O Globo
Um fato inédito nas pesquisas de intenção de voto para a Presidência desde a
redemocratização indica o tamanho da dificuldade que a terceira via terá para
romper a polarização entre Lula e Jair Bolsonaro: é a primeira vez em oito
eleições que o líder e o segundo colocado chegam ao ano da disputa escolhidos
por metade da população no chamado voto espontâneo, aquele em que o
entrevistado diz quem prefere sem ser apresentado a nenhum nome previamente.
Na sua última pesquisa, em dezembro, o
Datafolha aferiu que Lula tem 32% das intenções de voto contra 18% de Bolsonaro
nesse item do questionário. A pergunta espontânea sempre precede a estimulada,
quando o eleitor aponta o seu preferido vendo uma cartela com os nomes dos
candidatos. A soma de 50% dos índices do petista e do presidente está entre 20
e 30 pontos percentuais acima do total alcançado pelos três mais bem colocados
nas corridas ao Planalto de 1989 até hoje. “É um sinal de voto cristalizado de
ambos. Tem que acontecer algo muito forte na opinião pública para o cenário se
alterar”, afirma Mauro Paulino, diretor do Datafolha.
Os dados foram analisados levando em conta sempre a primeira pesquisa do instituto em ano de eleição presidencial e os seus resultados na pergunta espontânea. No Datafolha inaugural da disputa pós-ditadura, Leonel Brizola marcou 9% das intenções de voto; Fernando Collor, 8%; e Lula, 6% (23% somados). Em 1994, antes do início do Plano Real, Lula teve 20%; FH, 7%; e Brizola, 3% (30% somados). Quatro anos depois, FH foi citado por 19% ; Lula, 7%; e Itamar Franco, que sequer concorreu, por 2% (28% somados).
A partir da virada do século, o PT
conseguiu mudar de patamar e passou a liderar todos os levantamentos
espontâneos de início de ano eleitoral. Em fevereiro de 2002, Lula obteve 15%
das intenções de voto; Roseana Sarney, que acabou desistindo, 7%; e Anthony
Garotinho, 5% (27% somados). Quatro anos depois, Lula foi lembrado
espontaneamente por 20% dos eleitores; José Serra, que não concorreu, por 7%; e
Geraldo Alckmin, 3% (30% somados). Em 2010, o eleitor demorou a entender que
Lula não tentaria um terceiro mandato. No mês de fevereiro, o petista e Dilma
Rousseff alcançaram 10%, cada; e José Serra, 8% (28% somados). Na eleição
seguinte, Dilma foi citada espontaneamente por 22% dos eleitores; Lula, 4%; e
Aécio Neves, 3% (29% somados). Há quatro anos, em janeiro, Lula marcou 17%;
Bolsonaro, 10%; e Ciro Gomes, 2% (novamente 29% somados).
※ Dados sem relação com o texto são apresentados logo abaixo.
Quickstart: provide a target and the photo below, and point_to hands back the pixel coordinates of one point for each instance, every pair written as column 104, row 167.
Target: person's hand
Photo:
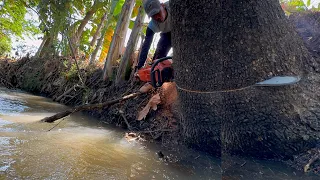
column 136, row 75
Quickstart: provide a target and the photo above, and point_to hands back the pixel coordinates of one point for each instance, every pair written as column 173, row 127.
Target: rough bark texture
column 75, row 39
column 99, row 28
column 118, row 38
column 130, row 46
column 242, row 43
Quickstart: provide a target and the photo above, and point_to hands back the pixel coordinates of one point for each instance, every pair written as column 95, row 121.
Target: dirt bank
column 57, row 78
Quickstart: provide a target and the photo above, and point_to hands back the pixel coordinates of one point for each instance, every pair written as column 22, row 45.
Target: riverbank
column 57, row 78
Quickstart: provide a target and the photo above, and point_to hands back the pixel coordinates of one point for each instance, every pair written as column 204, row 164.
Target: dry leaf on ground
column 153, row 102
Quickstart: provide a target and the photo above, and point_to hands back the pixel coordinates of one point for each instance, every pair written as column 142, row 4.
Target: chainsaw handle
column 154, row 82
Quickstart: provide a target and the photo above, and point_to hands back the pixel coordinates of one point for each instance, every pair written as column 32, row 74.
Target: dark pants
column 163, row 46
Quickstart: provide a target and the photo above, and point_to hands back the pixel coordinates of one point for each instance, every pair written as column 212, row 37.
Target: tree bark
column 130, row 46
column 242, row 43
column 118, row 38
column 75, row 39
column 44, row 40
column 97, row 33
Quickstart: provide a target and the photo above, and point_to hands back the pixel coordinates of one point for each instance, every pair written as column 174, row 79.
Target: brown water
column 84, row 148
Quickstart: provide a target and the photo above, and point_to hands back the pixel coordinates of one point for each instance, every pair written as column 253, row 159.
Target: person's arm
column 145, row 47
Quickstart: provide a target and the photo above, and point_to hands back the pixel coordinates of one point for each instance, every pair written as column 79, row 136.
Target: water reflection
column 80, row 148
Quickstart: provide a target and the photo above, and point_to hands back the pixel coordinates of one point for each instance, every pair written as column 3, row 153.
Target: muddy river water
column 81, row 147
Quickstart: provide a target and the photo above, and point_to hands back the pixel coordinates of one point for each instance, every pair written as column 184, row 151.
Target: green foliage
column 84, row 43
column 5, row 45
column 292, row 6
column 13, row 23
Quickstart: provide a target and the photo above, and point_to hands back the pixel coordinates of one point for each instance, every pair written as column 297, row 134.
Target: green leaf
column 118, row 7
column 308, row 3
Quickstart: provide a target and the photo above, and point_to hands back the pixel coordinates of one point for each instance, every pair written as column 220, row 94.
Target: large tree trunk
column 130, row 46
column 99, row 28
column 242, row 43
column 118, row 37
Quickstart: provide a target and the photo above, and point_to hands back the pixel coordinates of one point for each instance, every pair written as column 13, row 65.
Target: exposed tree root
column 88, row 107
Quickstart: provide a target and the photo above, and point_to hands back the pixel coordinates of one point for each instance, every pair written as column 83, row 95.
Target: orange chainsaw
column 159, row 72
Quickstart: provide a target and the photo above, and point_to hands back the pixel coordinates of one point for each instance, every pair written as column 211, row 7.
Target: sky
column 35, row 42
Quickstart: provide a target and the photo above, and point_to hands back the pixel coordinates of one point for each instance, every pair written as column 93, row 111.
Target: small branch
column 68, row 91
column 312, row 160
column 125, row 119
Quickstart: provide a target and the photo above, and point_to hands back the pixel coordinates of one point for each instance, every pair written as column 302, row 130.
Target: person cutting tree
column 160, row 22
“É muito difícil o espontâneo mudar. Quando
alguém ocupa a mente de uma pessoa e é citado sem ser provocado costuma ser
sinal de engajamento. Isso vale para o mercado de consumo, no conceito top of
mind, e na política”, afirma Maurício Moura, dono do instituto Ideia Big Data.
Os últimos números divulgados pelo Ipec da corrida
presidencial indicam um cenário ainda mais consolidado para Lula e Bolsonaro na
espontânea — o petista chega a 40% das intenções de voto contra 20% do
presidente. “A consolidação da intenção de voto este ano está maior, seja por
conta da taxa de conhecimento dos candidatos ou pela própria polarização”,
afirma a diretora do Ipec, Márcia Cavalari. Dono do Ipespe, Antonio Lavareda
enxerga mais um elemento que torna difícil Bolsonaro desidratar nas pesquisas.
“O voto espontâneo do presidente é muito próximo do estimulado (18% e 22%,
respectivamente). Isso torna o quadro ainda menos aberto”.
Na história das eleições desde a
redemocratização, Marina Silva foi a única terceira colocada a conseguir uma
votação acima do patamar espontâneo atual de Bolsonaro — em 2010, teve 19,33%
dos votos e, quatro anos depois, 21,32%. Outros não ultrapassaram a faixa de
18%. Leonel Brizola, em 1989 (16,51%); Enéas Carneiro, em 1994 (7,38%); Ciro
Gomes, em 1998 (10,97%); Anthony Garotinho, em 2002 (17,86%); Heloísa Helena, em
2006 (6,85%); e Ciro, novamente, em 2018 (12,47%). “Historicamente a terceira
via tem dificuldades de se viabilizar no Brasil, e em 2022 não será diferente”,
conclui Felipe Nunes, dono da Quaest.